Three randomized controlled trials found that prolotherapy by itself is inadequate for chronic low-back pain, but can be beneficial when used with other low back pain treatment modalities such as spinal manipulation or corticosteroid injections. These studies, however were based on treating non specific back pain, not the indicated tendonosis. They also were not provided in locations specific for the patient's pathology but rather at predetermined points.
Of the five studies we reviewed, three found that prolotherapy injections alone were not an effective treatment for chronic low-back pain and two found that a combination of prolotherapy injections, spinal manipulation, exercises, and other treatments can help chronic low-back pain and disability. Minor side effects such as increased back pain and stiffness were common but short-lived. Based on these five studies, the role of prolotherapy injections for chronic low-back pain is still not clear.
More recently, a 2009 systematic review of the medical literature evaluated the efficacy of injection therapies including prolotherapy in the treatment of lateral epicondylosis. The authors concluded that the current body of evidence for prolotherapy and other injection therapies suggests that these therapies may benefit patients with lateral epicondylosis, but could not make definitive conclusions due to the limited evidence available. A 2010 systematic review concluded moderate evidence exists to support the use of prolotherapy injections in the management of pain in lateral epicondyalgia; the authors also concluded that prolotherapy was no more effective than eccentric exercise in the treatment of achilles tendinopathy.
Again in 2012, a systematic review and meta-analysis of seventeen trials studying various injection therapies including glucocorticoids, botulinum toxin, autologous blood, platelet-rich plasma, polidocanol, glycosaminoglycan, prolotherapy, and hyaluronic acid found that prolotherapy and hyaluronic acid injection therapies were more efficacious than placebo when treating lateral epicondylosis. Of the studies evaluated, one of ten glucocorticoid trials, one of five trials for autologous blood or platelet-rich plasma, one trial of polidcanol, and one trial of prolotherapy met the criteria for low risk of bias. The authors noted that few of the reviewed trials met the criteria for low risk of bias and that there is a need for more well-controlled trials.

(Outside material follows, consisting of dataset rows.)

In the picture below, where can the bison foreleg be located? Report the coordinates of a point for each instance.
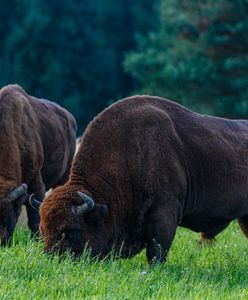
(160, 232)
(243, 223)
(38, 189)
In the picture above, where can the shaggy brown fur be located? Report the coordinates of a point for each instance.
(156, 165)
(37, 141)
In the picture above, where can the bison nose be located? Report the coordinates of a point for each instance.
(6, 242)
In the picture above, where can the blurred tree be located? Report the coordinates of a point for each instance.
(72, 51)
(198, 56)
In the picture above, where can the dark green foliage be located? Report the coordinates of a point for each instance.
(198, 56)
(71, 51)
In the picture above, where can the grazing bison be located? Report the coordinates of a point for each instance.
(37, 146)
(145, 166)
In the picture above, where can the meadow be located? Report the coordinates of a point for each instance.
(191, 272)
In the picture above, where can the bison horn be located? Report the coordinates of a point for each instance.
(83, 208)
(33, 202)
(17, 192)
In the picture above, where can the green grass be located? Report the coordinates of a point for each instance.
(192, 272)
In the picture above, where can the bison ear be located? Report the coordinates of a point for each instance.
(98, 215)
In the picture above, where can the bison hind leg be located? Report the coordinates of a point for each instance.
(208, 237)
(243, 223)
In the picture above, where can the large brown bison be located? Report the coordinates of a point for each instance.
(37, 140)
(145, 166)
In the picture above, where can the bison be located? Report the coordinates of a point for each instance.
(145, 166)
(37, 139)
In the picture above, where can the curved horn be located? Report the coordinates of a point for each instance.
(83, 209)
(33, 202)
(17, 192)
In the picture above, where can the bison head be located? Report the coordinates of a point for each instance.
(71, 219)
(9, 212)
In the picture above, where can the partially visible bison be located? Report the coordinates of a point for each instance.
(145, 166)
(37, 139)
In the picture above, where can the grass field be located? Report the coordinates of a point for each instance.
(192, 272)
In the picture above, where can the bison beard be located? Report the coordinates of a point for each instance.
(37, 141)
(149, 165)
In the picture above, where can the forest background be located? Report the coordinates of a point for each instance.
(86, 54)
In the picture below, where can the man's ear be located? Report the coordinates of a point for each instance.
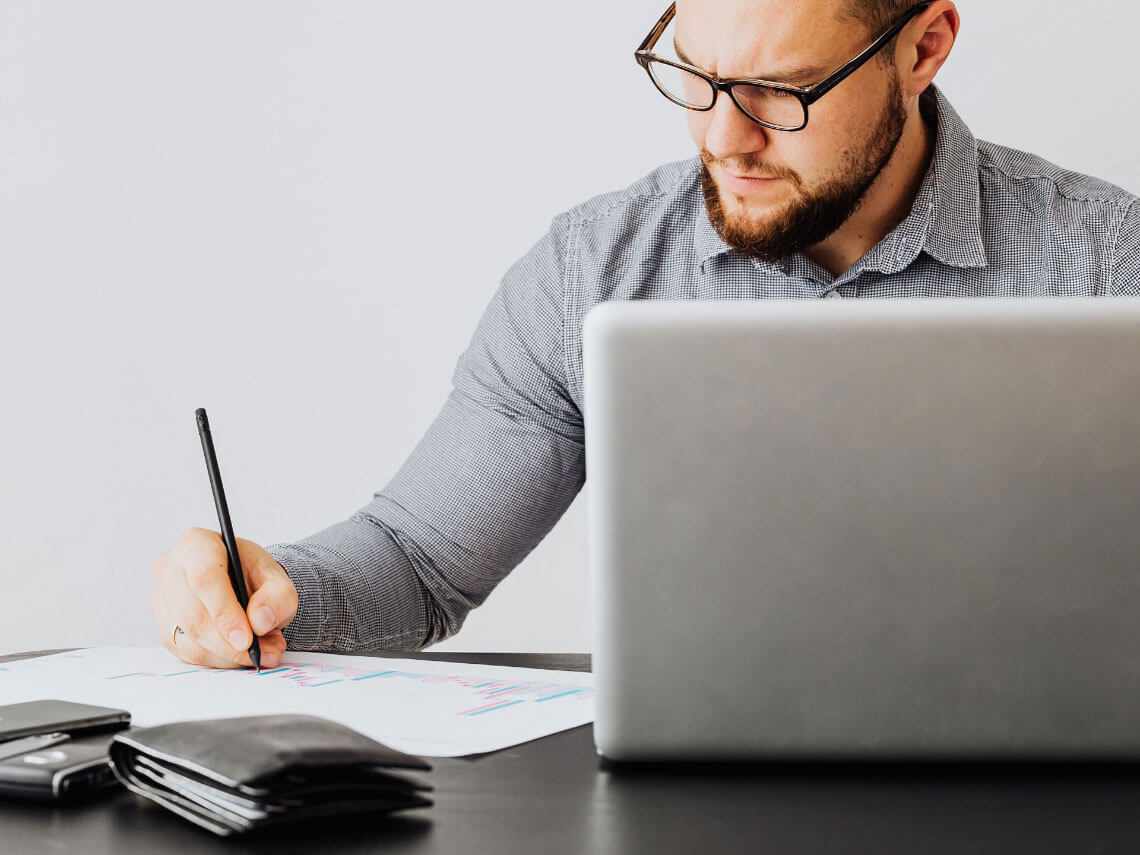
(929, 39)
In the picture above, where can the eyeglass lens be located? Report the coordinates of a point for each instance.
(773, 106)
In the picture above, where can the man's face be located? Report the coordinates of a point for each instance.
(817, 177)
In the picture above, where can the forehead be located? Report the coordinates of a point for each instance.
(760, 38)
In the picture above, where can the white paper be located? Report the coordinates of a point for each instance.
(429, 708)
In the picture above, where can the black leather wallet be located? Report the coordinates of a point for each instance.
(237, 774)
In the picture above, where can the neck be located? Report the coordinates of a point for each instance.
(886, 203)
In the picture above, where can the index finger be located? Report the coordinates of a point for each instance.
(206, 569)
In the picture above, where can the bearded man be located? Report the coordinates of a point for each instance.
(829, 165)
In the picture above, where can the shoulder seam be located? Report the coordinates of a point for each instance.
(1116, 245)
(1052, 179)
(626, 200)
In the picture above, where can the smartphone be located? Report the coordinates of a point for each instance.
(63, 771)
(51, 716)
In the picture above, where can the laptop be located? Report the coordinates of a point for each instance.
(881, 529)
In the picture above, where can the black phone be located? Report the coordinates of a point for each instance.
(51, 749)
(60, 771)
(51, 716)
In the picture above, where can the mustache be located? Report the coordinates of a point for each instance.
(750, 167)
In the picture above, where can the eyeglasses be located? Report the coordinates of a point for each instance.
(774, 105)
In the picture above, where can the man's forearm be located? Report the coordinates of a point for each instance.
(357, 588)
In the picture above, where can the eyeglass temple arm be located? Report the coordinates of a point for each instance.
(820, 89)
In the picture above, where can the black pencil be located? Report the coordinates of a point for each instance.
(236, 577)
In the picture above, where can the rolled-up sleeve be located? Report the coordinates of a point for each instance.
(496, 470)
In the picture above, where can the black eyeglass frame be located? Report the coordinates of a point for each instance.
(806, 95)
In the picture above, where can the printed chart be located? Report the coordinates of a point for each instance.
(430, 708)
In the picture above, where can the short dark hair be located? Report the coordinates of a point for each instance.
(876, 15)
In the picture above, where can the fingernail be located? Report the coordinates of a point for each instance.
(263, 619)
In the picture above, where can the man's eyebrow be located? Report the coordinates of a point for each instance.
(791, 76)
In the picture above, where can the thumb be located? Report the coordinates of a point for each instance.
(274, 603)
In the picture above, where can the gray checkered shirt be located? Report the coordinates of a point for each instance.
(506, 454)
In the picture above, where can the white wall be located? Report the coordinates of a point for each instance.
(263, 208)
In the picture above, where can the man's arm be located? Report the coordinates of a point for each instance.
(1126, 263)
(495, 472)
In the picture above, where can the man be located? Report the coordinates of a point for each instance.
(860, 184)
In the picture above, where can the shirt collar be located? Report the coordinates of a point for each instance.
(945, 219)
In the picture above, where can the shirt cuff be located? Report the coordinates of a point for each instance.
(304, 630)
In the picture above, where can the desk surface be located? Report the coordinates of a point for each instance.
(552, 796)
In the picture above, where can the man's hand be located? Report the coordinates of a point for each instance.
(193, 593)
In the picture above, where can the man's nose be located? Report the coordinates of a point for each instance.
(730, 132)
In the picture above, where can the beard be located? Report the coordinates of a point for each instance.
(817, 212)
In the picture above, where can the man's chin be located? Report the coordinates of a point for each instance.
(754, 211)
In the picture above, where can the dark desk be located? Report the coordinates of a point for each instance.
(551, 796)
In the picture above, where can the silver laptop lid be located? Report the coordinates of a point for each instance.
(864, 529)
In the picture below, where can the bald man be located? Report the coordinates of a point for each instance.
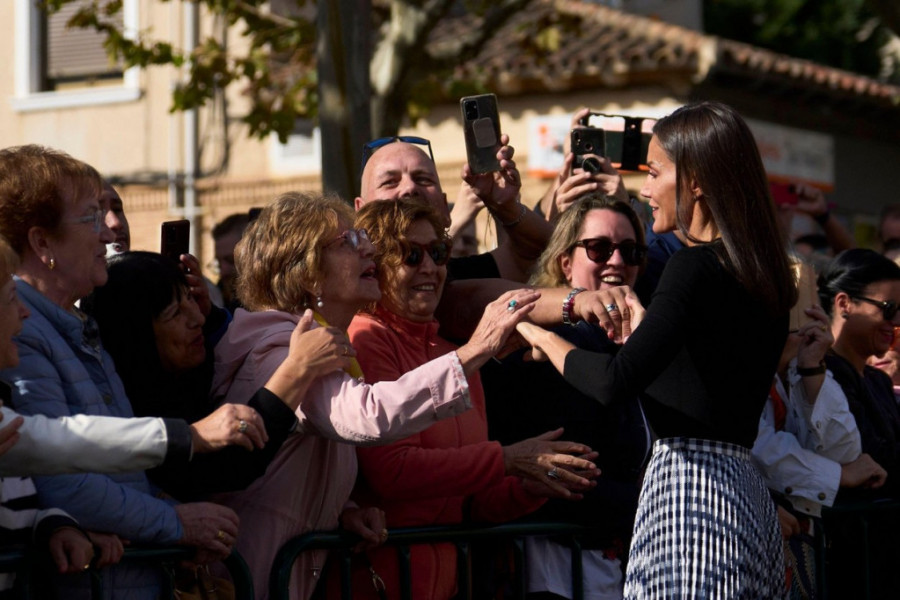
(400, 169)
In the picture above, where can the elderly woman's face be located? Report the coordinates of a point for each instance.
(12, 313)
(417, 288)
(178, 330)
(581, 271)
(350, 281)
(80, 248)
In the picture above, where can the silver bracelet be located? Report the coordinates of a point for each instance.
(568, 304)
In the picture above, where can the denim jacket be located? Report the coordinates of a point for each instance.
(63, 370)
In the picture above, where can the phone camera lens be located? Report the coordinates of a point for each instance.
(471, 107)
(591, 165)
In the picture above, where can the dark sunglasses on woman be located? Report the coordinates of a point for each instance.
(438, 250)
(601, 250)
(888, 308)
(353, 237)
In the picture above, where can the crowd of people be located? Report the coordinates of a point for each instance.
(654, 380)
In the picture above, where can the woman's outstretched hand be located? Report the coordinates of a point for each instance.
(545, 345)
(313, 353)
(559, 467)
(617, 310)
(229, 425)
(496, 325)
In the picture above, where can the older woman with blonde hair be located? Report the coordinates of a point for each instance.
(303, 253)
(597, 244)
(52, 213)
(449, 473)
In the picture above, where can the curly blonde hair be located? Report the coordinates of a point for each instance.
(279, 259)
(548, 271)
(387, 222)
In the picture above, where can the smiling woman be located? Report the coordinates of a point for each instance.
(450, 472)
(303, 252)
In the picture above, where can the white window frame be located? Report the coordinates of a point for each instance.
(280, 164)
(28, 96)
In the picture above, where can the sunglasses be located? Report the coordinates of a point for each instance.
(353, 237)
(888, 308)
(438, 250)
(370, 147)
(95, 219)
(601, 250)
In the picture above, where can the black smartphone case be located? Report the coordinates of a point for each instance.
(481, 124)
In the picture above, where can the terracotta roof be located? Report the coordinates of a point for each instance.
(603, 47)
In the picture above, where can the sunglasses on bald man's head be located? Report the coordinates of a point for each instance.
(601, 250)
(438, 250)
(370, 147)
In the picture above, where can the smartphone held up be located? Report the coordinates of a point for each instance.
(623, 140)
(175, 239)
(481, 126)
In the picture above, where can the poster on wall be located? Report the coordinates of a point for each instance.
(546, 136)
(795, 155)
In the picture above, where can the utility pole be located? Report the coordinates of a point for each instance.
(342, 58)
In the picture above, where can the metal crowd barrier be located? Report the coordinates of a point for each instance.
(403, 538)
(24, 564)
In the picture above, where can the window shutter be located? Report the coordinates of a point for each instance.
(74, 53)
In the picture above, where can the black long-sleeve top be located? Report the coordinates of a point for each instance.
(870, 397)
(702, 359)
(526, 399)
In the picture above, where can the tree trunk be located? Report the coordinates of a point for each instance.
(342, 55)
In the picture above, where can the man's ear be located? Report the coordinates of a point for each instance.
(39, 242)
(696, 190)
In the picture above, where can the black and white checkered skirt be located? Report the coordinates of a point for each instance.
(706, 526)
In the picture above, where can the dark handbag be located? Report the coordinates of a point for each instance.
(200, 584)
(800, 555)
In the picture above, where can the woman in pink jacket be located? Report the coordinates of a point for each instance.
(450, 472)
(302, 253)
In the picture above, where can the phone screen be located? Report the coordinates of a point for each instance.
(807, 294)
(481, 127)
(627, 139)
(175, 238)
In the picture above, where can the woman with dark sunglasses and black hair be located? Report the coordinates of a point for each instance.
(597, 244)
(449, 472)
(860, 291)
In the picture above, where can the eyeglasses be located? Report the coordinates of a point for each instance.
(370, 147)
(96, 219)
(888, 308)
(438, 250)
(353, 237)
(601, 250)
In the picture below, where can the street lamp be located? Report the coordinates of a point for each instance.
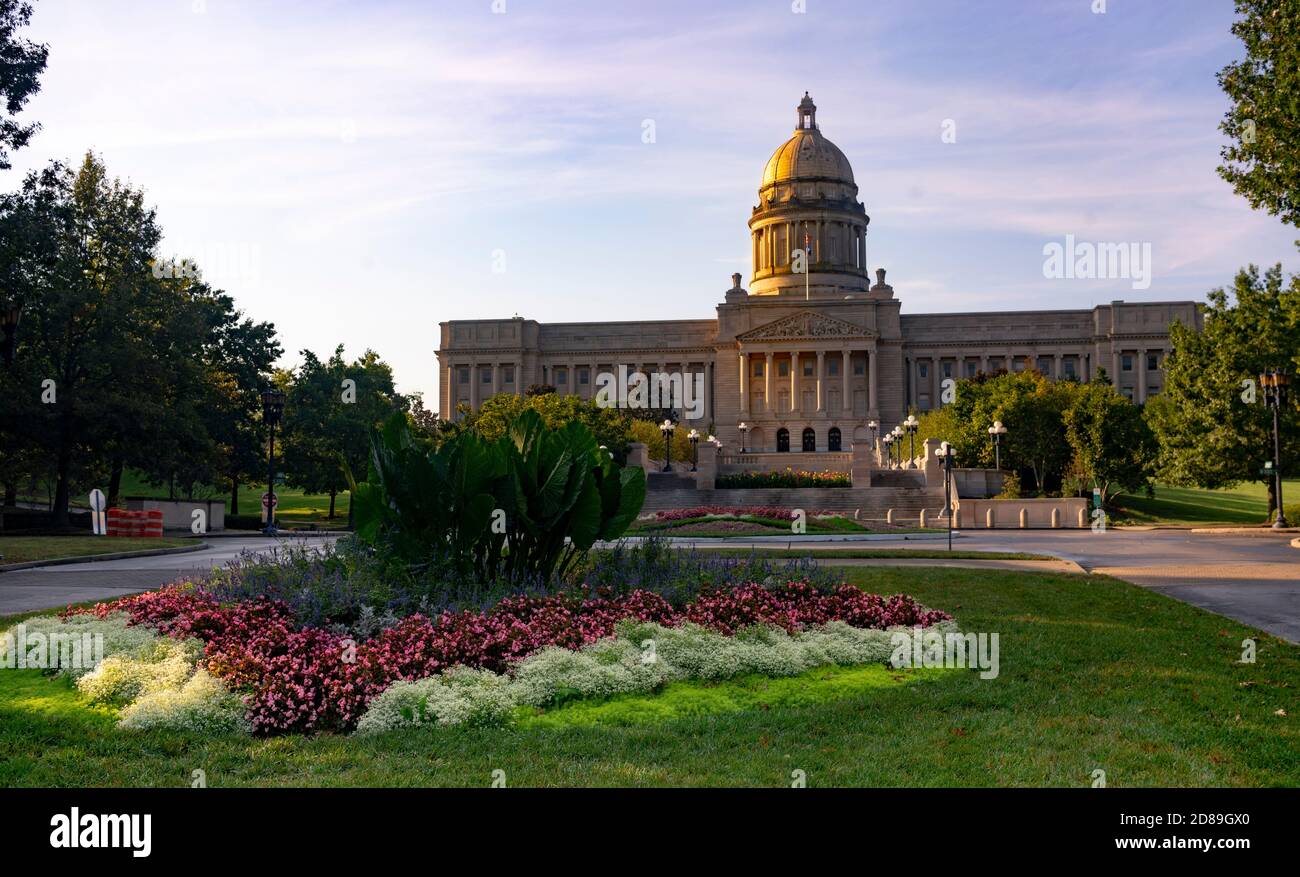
(996, 432)
(910, 426)
(272, 411)
(1275, 385)
(945, 455)
(9, 325)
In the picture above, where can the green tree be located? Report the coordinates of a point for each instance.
(1262, 159)
(330, 409)
(21, 65)
(1213, 426)
(1113, 446)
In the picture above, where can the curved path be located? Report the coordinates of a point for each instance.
(1255, 580)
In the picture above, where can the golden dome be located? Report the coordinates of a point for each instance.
(806, 156)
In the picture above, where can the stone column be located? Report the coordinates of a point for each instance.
(767, 383)
(744, 382)
(874, 383)
(794, 381)
(845, 385)
(820, 381)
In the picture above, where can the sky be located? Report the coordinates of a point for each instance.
(359, 172)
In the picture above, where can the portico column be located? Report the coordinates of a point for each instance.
(845, 391)
(794, 381)
(820, 381)
(871, 377)
(744, 382)
(767, 383)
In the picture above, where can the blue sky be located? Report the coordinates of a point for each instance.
(349, 169)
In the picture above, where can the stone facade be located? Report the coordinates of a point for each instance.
(814, 351)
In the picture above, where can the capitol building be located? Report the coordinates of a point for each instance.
(818, 346)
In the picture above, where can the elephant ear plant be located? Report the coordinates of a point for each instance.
(520, 511)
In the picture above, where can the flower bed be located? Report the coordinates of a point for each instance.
(787, 478)
(310, 680)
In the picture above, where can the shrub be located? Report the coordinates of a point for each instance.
(787, 478)
(456, 697)
(113, 629)
(202, 704)
(164, 664)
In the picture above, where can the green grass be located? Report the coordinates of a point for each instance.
(20, 550)
(295, 507)
(1243, 504)
(1095, 673)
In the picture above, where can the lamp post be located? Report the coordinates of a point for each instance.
(996, 432)
(9, 317)
(910, 426)
(272, 411)
(945, 454)
(1275, 385)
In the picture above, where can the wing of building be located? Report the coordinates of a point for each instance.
(817, 354)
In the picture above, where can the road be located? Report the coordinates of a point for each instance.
(1255, 580)
(24, 590)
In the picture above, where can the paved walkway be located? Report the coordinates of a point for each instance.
(1253, 580)
(24, 590)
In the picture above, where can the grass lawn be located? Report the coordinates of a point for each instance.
(20, 550)
(1095, 674)
(1244, 504)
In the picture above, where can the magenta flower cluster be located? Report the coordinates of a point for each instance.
(312, 680)
(774, 512)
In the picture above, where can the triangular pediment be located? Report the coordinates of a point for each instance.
(805, 325)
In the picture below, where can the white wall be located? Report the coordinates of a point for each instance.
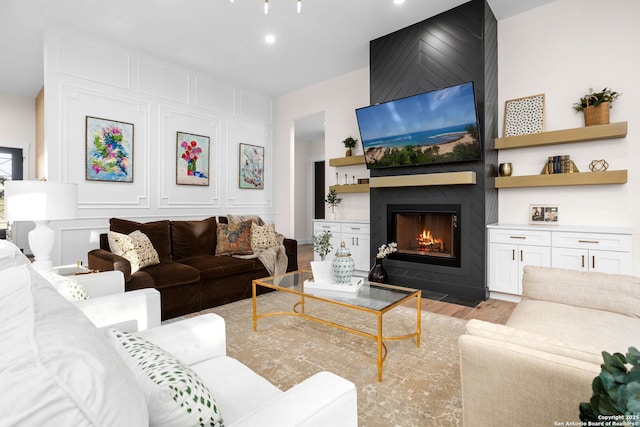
(338, 98)
(89, 77)
(18, 124)
(562, 49)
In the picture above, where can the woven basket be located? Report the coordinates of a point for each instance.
(597, 115)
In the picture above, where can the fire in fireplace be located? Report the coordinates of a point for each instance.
(425, 233)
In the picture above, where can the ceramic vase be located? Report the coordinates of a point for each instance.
(342, 266)
(377, 273)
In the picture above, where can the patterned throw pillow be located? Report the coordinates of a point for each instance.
(176, 396)
(234, 239)
(263, 236)
(69, 288)
(135, 247)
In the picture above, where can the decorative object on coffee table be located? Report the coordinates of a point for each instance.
(524, 115)
(349, 143)
(377, 273)
(596, 105)
(342, 266)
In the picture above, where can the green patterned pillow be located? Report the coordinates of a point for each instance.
(69, 288)
(234, 239)
(263, 236)
(176, 396)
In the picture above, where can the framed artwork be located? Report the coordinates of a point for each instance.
(524, 115)
(251, 166)
(192, 159)
(539, 214)
(109, 150)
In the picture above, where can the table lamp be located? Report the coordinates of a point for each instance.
(41, 202)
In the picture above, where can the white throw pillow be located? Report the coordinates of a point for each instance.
(135, 247)
(68, 288)
(56, 367)
(176, 396)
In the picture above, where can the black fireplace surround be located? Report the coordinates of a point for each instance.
(455, 47)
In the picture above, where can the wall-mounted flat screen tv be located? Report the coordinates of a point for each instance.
(432, 127)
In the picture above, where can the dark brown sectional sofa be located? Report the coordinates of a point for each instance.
(190, 276)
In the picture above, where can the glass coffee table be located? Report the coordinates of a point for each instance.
(374, 298)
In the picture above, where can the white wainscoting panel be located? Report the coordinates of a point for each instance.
(214, 95)
(163, 81)
(92, 61)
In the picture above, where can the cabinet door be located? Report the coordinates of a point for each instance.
(610, 262)
(571, 259)
(539, 256)
(359, 246)
(503, 268)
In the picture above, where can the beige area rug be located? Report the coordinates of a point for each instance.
(420, 387)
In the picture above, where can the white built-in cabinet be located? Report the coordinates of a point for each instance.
(511, 247)
(354, 234)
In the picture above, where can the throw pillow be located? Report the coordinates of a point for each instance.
(68, 288)
(263, 236)
(234, 239)
(135, 247)
(176, 396)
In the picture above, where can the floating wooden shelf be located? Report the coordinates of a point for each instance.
(427, 179)
(350, 188)
(563, 179)
(347, 161)
(565, 136)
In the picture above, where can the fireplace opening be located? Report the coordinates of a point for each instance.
(427, 234)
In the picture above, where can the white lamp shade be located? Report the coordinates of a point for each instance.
(40, 200)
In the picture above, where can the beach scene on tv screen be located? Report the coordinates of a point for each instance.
(433, 127)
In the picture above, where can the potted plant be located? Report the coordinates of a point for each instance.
(616, 390)
(377, 273)
(332, 201)
(322, 246)
(349, 143)
(595, 106)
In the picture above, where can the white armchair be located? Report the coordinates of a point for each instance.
(109, 304)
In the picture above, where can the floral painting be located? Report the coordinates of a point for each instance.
(251, 166)
(109, 150)
(193, 159)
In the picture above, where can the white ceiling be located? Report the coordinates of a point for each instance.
(221, 38)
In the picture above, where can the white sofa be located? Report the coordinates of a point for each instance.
(58, 368)
(536, 369)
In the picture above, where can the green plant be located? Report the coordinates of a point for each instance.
(332, 199)
(596, 98)
(349, 142)
(616, 391)
(322, 244)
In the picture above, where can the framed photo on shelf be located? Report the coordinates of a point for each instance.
(251, 167)
(192, 161)
(544, 214)
(524, 115)
(108, 150)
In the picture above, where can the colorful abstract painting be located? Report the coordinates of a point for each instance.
(109, 150)
(192, 166)
(251, 166)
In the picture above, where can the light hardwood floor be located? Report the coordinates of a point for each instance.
(491, 310)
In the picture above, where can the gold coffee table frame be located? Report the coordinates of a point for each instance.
(387, 298)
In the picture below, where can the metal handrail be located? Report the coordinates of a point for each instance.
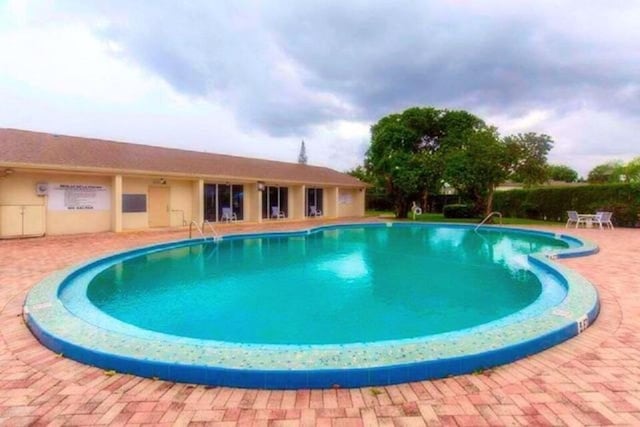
(486, 218)
(214, 234)
(191, 224)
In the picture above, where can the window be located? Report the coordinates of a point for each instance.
(313, 203)
(275, 202)
(223, 196)
(134, 203)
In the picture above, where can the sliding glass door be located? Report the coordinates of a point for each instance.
(275, 202)
(313, 202)
(223, 202)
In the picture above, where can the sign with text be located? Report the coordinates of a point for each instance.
(79, 197)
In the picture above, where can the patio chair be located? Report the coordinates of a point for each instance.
(277, 213)
(603, 218)
(314, 212)
(228, 215)
(574, 217)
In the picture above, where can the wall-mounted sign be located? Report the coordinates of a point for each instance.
(345, 199)
(79, 197)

Major medical insurance policies view prolotherapy as an investigational or experimental therapy with an inconclusive evidence base. Consequently, they currently do not provide coverage for prolotherapy procedures. Medicare reviewers in 1999 determined at that time that practitioners had not provided "any scientific evidence on which to base a [different] coverage decision," and so retained Medicare's current coverage policy to not cover prolotherapy injections for chronic low back pain, but expressed willingness to reconsider if presented with results of "further studies on the benefits of prolotherapy."